As you may or may not know, I have a worm bin full of thousands of redworms that I keep in our dining room. The whole family enjoys feeding the worms our vegetable scraps and watching the babies hatch. My worm bin is the Gardens Alive Worm Factory.
Worm castings, or vermi-compost is the super compost - the best organic natural fertilizer possible for your plants. I have always read this and believed it, but this year I decided to put it to the test.
Remember the Pea bed that I prepared back in March? In that bed, I put two rows of chicken wire fence with two rows of peas on either side of each fence. Afther the peas got growing, they looked like this:
For my experiment I put freshly harvested worm compost as a top dressing on the two rows of peas on one fence and not on the other.

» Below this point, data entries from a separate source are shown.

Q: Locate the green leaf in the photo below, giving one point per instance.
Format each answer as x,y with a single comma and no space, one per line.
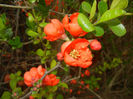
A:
53,63
32,1
13,84
99,31
85,23
31,33
6,95
102,7
111,14
119,4
86,6
93,10
40,52
63,85
117,28
59,96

After a few weeks, the pea vines on the composted side grew so much bigger than the other side that they reached above the fence and fell over! They also yielded many more peas! The easiest way to show you the difference is by this split screen picture:
The left side had the vermicompost added. Look how much thicker the vine is than the one on the right. The right side did well too. I never would have known the power of the worms if I hadn't done this side-by-side test. The peas were fabulous, by the way.
On the same day I added the worm castings to the peas, I transplanted my last early tomato plant. I added a generous amount of the worm compost to it's hole as well.
It may be just a coincidence, but that is the plant that has been giving us our early ripe tomatoes so far! The other early tomato plants haven't ripened yet. Sounds fishy doesn't it? Or should I say wormy! I'm convinced that the vermi-compost made the difference. It makes me want to get another tray started on my Worm factory right away. Each finished tray makes quite a bit of compost.
I have a friend that has been asking me about worm composting and how to do it. That has made me realize that I never really written a comprehensive how-to compost with worms post. I am now in the process of doing that. It will be added to gardendesk.com as a page. Worm composting is one of many topics that I write about but don't really give good details to the beginner. I apologize for that and am working on making that better. That is why I started the GardenDesk page arm of this site. So far I do have a general composting page, a seed-starting page and a beneficial insect page. Soon I will add a worm composting page and several others.
For now all I can do for my friend is refer her to my worm composting thread and recommend some books like Worms Eat My Garbage: How to Set Up and Maintain a Worm Composting System and The Worm Book . Also, my Worm Factory came with a great little informational booklet that I am loaning to her. She has said that she may buy the same bin that I have which made me remember the Gardens Alive online $20 off coupon that they have. You can get that by clicking here:
I posted that primarily for her, but anyone can use it. It leads to the main Gardens Alive page and is good for any of their products. If you are looking for the Worm Factory, you then need to search for "Worm Composting System". I highly recommend worm composting and endorse the Gardens Alive Worm Factory.
Other than my friend reading this, I'd love to here others thoughts on worm bin composting. Do you have one? Have you made one yourself that you are happy with? Does the idea intrigue you or disgust you. One thing is sure, vermicompost IS nature's super-compost!